Premarin in Primetime: Where’s the Horse World’s Reaction?

How Is the Pregnant-Mare Urine Hormone Replacement Ad Campaign Playing in Your Living Room?

At first, I was shocked by what I heard on the commercial’s voiceover. Really, on television? That subject? Then I realized what product was being advertised.

This was about horses, not just about women, although the horses would be as unmentioned as this topic has traditionally been.

When it came on a second time, 20 minutes later, I was just plain speechless. By the time the movie was over, I knew the commercial by heart.

It was a rare night off at home. I could stretch out of the couch and watch a mindless movie on the Hallmark channel. Or I would have been able to, except for the countless ads for Premarin Cream.

I ended up spending the rest of the night on my iPad, trying to figure out what was going on.

In spite of all the bad publicity and warnings about hormone replacement therapy, Premarin continues to be one of the most prescribed medications in the United States. The estrogen replacement, as most readers by now will know, is made from the urine of pregnant mares kept in stalls so that their urine can be hosed into tanks for collection and transfer to drug labs for processing.

Whether or not you are familiar with the pros and cons of hormone replacement therapy and agree or disagree with the concept of pregnant mare farms, please watch this short news video from Minnesota, with comments from Dr. Tracy Turner of Anoka Equine, also in Minnesota.

Most of the horse industry in the United States came together to register a range of negative reactions to the idea of keeping pregnant mares hooked up to urine collection hoses for five months a year. While veterinary inspectors, including an ethical team from the American Association of Equine Practitioners, found no welfare standard concerns, most members of the public admitted to feeling vaguely uncomfortable about the process, while others were outraged.

An interesting note to this is that, according to a Harvard Medical School report, the first commercial HRT medications were made from the urine of pregnant women. It wasn’t until the 1940s that Ayerst Laboratories in Canada figured out how to collect the urine of pregnant mares and extract the precious estrogen. 

A stunning fact from Harvard: “By 1992 Premarin was the nation’s most widely prescribed drug.” 

And then there were the by-products: hundreds of foals born each year, most of whom seemed doomed to the equine slaughter system. Rescues and fundraisers across the country sponsored the foals and many people are proudly riding them today, and continue to tell how these horses came to be. But in the midst of the “unwanted horse” crisis, the PMU by-product foals were a separate entity to themselves.

What didn’t happen was for the horse world’s varying levels of ethical discomfort with the plight of the mares to translate to awareness in the general public. Few medical doctors knew the source of Premarin, which meant that patients were uninformed what was in their medication, or offered a choice.

It wasn’t pro-horse activists who scared off American women from Premarin use. It was bad publicity over the reportedly high incidence of heart disease, deep vein thrombosis and stroke in women who had taken HRT, following publication of the Women’s Health Initiative, a wide study of women’s health. 

A few years later, we heard that those reports had been exaggerated, that HRT wasn’t so dangerous after all, considering its benefits. American women were confused, but they were also looking for a solution to their menopause problems. Sure, plant-based and synthetic HRT was an option but the FDA hasn’t approved those medications.

Premarin now is being heavily promoted in topical form, and the ads are pretty explicit about what the topical cream is used for. It’s the sort of commercial that you’d hope children wouldn’t see or hear. But you know they do.

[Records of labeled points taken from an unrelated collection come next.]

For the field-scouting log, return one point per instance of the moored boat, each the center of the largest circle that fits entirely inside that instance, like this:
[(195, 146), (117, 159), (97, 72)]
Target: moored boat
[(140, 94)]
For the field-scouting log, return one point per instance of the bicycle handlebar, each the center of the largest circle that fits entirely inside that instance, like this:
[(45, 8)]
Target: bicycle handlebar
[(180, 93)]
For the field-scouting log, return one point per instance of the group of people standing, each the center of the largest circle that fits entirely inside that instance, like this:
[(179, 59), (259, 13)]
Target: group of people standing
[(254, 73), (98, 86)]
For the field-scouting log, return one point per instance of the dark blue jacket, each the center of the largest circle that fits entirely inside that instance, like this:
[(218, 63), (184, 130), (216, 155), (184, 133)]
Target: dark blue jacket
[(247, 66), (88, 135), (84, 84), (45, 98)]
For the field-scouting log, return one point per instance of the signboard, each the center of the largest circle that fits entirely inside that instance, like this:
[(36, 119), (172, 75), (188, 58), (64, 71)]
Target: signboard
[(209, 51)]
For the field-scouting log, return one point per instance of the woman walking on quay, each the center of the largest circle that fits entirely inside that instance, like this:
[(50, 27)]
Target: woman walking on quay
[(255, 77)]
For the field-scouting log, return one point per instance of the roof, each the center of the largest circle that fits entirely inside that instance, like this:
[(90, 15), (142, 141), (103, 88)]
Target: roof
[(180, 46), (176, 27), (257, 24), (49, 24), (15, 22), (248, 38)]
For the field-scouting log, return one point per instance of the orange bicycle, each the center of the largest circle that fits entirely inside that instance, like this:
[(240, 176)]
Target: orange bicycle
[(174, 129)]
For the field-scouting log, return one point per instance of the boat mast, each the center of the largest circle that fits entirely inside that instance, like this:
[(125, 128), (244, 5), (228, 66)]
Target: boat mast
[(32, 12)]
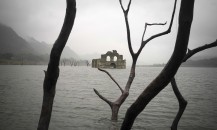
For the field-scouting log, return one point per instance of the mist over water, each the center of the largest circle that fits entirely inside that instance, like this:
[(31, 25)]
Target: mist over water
[(77, 107)]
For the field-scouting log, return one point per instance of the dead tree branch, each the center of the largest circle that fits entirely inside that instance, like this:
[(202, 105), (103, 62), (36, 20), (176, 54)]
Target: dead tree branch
[(181, 100), (52, 73), (116, 104), (196, 50), (103, 98), (159, 34), (127, 26), (182, 104), (169, 71)]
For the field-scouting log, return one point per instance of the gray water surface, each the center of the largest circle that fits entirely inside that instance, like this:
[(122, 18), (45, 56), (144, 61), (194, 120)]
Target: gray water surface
[(76, 107)]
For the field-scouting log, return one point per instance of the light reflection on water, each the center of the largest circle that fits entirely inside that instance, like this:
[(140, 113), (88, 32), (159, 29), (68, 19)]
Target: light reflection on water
[(77, 107)]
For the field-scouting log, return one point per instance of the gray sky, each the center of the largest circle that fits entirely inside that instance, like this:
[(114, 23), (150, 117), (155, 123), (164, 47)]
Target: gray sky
[(99, 25)]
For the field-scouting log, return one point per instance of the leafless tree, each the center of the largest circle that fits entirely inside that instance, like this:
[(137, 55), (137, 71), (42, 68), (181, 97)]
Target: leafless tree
[(169, 71), (52, 73), (115, 105), (180, 98)]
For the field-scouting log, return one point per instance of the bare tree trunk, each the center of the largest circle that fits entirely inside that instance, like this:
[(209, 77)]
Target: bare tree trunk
[(52, 73), (182, 104), (169, 71), (181, 100), (124, 93)]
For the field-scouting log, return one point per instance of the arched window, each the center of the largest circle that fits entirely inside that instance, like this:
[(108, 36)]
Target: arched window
[(115, 58), (108, 58)]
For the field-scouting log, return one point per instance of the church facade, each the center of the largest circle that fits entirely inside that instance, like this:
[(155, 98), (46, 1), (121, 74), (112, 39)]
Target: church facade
[(110, 60)]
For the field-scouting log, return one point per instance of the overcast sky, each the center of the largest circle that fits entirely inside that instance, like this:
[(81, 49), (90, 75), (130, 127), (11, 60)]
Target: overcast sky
[(100, 27)]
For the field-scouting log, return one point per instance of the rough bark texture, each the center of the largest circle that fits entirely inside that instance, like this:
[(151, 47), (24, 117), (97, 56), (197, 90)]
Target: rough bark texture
[(124, 93), (163, 79), (181, 100), (52, 73), (182, 104)]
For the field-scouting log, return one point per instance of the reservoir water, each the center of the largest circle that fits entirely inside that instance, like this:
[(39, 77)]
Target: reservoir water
[(76, 107)]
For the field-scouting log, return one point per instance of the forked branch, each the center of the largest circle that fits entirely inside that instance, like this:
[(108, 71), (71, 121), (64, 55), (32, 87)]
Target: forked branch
[(128, 7), (127, 27), (181, 100), (112, 79), (159, 34)]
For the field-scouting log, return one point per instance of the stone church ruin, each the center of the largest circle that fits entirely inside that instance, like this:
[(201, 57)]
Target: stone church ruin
[(110, 60)]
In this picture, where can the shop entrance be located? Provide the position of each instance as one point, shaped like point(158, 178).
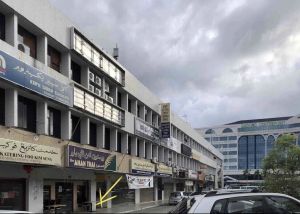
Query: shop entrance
point(64, 195)
point(12, 194)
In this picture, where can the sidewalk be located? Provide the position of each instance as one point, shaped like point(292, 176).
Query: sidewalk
point(130, 207)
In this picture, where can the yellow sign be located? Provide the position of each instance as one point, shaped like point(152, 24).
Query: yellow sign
point(165, 113)
point(102, 198)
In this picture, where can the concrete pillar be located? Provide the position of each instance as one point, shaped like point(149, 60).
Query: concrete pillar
point(34, 194)
point(149, 150)
point(42, 118)
point(66, 127)
point(161, 154)
point(134, 142)
point(125, 101)
point(11, 107)
point(101, 136)
point(137, 196)
point(92, 196)
point(124, 143)
point(142, 149)
point(85, 130)
point(11, 29)
point(65, 67)
point(42, 49)
point(84, 76)
point(113, 139)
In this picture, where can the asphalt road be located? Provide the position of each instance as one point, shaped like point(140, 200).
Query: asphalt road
point(159, 209)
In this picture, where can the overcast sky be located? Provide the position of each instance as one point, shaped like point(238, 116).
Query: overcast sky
point(216, 61)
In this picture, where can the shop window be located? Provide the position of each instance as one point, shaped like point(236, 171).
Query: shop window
point(2, 27)
point(26, 114)
point(54, 58)
point(2, 106)
point(107, 139)
point(54, 122)
point(93, 134)
point(119, 142)
point(75, 129)
point(76, 72)
point(27, 42)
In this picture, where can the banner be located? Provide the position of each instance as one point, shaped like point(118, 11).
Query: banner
point(22, 152)
point(78, 157)
point(37, 81)
point(139, 182)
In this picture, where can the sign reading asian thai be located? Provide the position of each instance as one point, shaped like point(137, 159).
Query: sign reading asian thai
point(145, 130)
point(139, 182)
point(78, 157)
point(24, 75)
point(142, 167)
point(163, 170)
point(22, 152)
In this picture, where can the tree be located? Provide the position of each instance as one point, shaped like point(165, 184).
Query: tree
point(281, 168)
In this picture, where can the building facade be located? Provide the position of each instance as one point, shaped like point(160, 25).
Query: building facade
point(73, 121)
point(245, 143)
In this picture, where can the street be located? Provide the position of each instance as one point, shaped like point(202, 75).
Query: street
point(159, 209)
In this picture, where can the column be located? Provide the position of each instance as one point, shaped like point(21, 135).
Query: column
point(84, 76)
point(134, 143)
point(11, 29)
point(42, 118)
point(113, 139)
point(66, 64)
point(142, 148)
point(149, 150)
point(66, 126)
point(42, 49)
point(11, 107)
point(85, 130)
point(124, 143)
point(101, 136)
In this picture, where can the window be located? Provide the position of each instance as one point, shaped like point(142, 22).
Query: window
point(54, 122)
point(26, 114)
point(75, 129)
point(93, 134)
point(2, 106)
point(54, 58)
point(2, 27)
point(27, 42)
point(76, 72)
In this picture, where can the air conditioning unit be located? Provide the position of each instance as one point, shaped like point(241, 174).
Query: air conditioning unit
point(98, 80)
point(98, 92)
point(24, 48)
point(91, 77)
point(91, 88)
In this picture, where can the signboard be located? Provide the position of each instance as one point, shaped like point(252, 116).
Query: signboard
point(78, 157)
point(22, 152)
point(146, 131)
point(139, 182)
point(163, 170)
point(24, 75)
point(142, 167)
point(186, 150)
point(165, 130)
point(165, 113)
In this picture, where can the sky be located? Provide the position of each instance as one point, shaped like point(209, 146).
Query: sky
point(215, 61)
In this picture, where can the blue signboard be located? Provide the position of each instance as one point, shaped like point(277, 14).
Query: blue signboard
point(165, 130)
point(17, 72)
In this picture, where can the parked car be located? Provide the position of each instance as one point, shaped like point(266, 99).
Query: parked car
point(176, 197)
point(217, 202)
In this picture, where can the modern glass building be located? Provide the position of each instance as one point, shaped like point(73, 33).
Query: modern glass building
point(245, 143)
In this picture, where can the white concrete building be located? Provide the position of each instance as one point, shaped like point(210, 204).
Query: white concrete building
point(73, 120)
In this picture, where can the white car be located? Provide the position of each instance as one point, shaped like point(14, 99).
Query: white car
point(217, 203)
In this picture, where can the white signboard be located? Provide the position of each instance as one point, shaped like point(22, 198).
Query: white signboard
point(22, 152)
point(139, 182)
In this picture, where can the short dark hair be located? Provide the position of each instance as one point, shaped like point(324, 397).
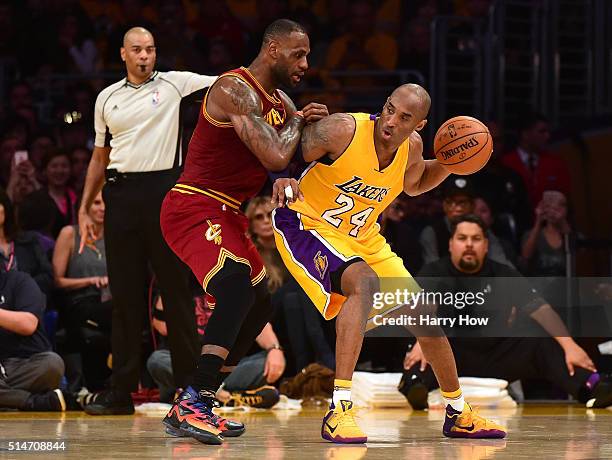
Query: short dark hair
point(471, 218)
point(281, 28)
point(10, 223)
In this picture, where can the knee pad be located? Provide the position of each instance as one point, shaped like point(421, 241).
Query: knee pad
point(234, 296)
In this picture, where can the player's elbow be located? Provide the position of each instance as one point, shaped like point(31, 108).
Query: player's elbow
point(276, 162)
point(413, 190)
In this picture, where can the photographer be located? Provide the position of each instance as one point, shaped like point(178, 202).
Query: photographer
point(557, 359)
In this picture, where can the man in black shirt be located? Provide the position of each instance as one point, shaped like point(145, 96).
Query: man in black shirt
point(30, 372)
point(495, 350)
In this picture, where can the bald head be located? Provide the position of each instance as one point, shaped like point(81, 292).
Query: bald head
point(129, 36)
point(416, 96)
point(139, 54)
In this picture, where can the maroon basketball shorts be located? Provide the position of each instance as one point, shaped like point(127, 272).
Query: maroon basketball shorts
point(205, 228)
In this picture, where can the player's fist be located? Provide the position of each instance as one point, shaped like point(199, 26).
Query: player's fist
point(314, 112)
point(285, 191)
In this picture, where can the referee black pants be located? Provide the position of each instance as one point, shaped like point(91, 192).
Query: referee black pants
point(514, 359)
point(133, 241)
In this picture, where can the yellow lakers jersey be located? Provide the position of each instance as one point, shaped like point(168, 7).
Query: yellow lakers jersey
point(351, 193)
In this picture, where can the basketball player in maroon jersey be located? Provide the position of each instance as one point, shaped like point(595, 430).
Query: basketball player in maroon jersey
point(246, 127)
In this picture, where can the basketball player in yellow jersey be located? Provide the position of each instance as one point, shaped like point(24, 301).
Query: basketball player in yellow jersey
point(331, 244)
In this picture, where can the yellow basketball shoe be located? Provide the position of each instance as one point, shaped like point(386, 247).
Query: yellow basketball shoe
point(339, 425)
point(468, 424)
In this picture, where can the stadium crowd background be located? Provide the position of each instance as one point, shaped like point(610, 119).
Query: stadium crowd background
point(55, 56)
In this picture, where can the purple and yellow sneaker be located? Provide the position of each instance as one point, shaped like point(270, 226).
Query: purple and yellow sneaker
point(339, 425)
point(468, 424)
point(191, 415)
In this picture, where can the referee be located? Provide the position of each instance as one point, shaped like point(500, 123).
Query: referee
point(138, 151)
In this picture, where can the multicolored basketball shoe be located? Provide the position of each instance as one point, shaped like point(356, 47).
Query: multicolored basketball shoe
point(468, 424)
point(191, 415)
point(339, 425)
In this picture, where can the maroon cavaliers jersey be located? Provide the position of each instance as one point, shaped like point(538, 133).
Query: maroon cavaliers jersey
point(218, 160)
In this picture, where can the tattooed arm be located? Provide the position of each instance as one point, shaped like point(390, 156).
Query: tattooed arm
point(330, 136)
point(231, 99)
point(421, 175)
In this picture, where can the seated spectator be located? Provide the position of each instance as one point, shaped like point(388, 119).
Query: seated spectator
point(543, 248)
point(495, 351)
point(483, 210)
point(459, 197)
point(56, 167)
point(248, 384)
point(505, 188)
point(36, 214)
point(23, 180)
point(301, 317)
point(540, 168)
point(30, 372)
point(21, 250)
point(80, 272)
point(79, 158)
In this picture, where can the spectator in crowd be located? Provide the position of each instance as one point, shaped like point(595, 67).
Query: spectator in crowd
point(459, 197)
point(30, 372)
point(303, 323)
point(57, 169)
point(248, 384)
point(8, 146)
point(87, 307)
point(505, 188)
point(21, 250)
point(37, 214)
point(483, 210)
point(543, 249)
point(79, 159)
point(494, 350)
point(540, 168)
point(23, 178)
point(21, 106)
point(41, 146)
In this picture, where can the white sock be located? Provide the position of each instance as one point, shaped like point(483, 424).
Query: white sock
point(342, 391)
point(455, 399)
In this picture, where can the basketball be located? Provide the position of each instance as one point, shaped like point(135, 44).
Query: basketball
point(463, 145)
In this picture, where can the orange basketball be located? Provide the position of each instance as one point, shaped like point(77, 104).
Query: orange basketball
point(463, 145)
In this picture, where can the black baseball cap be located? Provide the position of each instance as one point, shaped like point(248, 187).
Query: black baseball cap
point(458, 185)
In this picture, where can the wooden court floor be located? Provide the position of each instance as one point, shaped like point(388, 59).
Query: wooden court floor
point(536, 432)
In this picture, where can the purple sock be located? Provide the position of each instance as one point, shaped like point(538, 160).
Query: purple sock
point(592, 381)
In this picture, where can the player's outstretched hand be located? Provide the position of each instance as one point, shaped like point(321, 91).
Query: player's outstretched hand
point(86, 230)
point(576, 356)
point(285, 191)
point(415, 356)
point(314, 112)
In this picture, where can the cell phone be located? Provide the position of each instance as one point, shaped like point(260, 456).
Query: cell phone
point(20, 156)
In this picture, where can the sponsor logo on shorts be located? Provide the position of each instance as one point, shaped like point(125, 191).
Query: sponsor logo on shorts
point(321, 264)
point(213, 233)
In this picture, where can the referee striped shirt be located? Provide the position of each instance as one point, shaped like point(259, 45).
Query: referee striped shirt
point(141, 123)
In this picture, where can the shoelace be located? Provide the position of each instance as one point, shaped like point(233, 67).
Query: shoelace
point(204, 406)
point(351, 416)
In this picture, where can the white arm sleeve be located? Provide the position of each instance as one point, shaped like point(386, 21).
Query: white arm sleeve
point(189, 82)
point(99, 123)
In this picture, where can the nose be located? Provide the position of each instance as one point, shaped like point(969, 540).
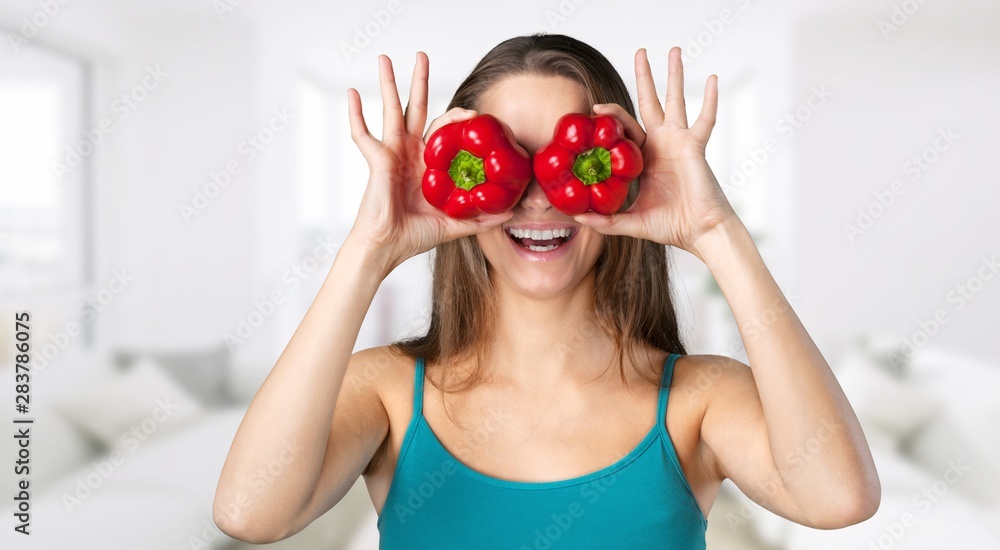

There is still no mention that this is an animal-based product, other than a warning that people who are allergic to animals should not use Premarin.

It’s interesting to note that the patent on Premarin has expired, but that there is no evidence of a flood of new PMU-based products. Nor is there a generic version of Premarin available to women.

Nor is there a flood of reaction to the commercials, either for the explicit sexual language or for the nature of the product and how the raw material is sourced. Maybe I’m the only woman in America who actually watches the commercials on television.

I can’t believe that I am the only woman in American who cares.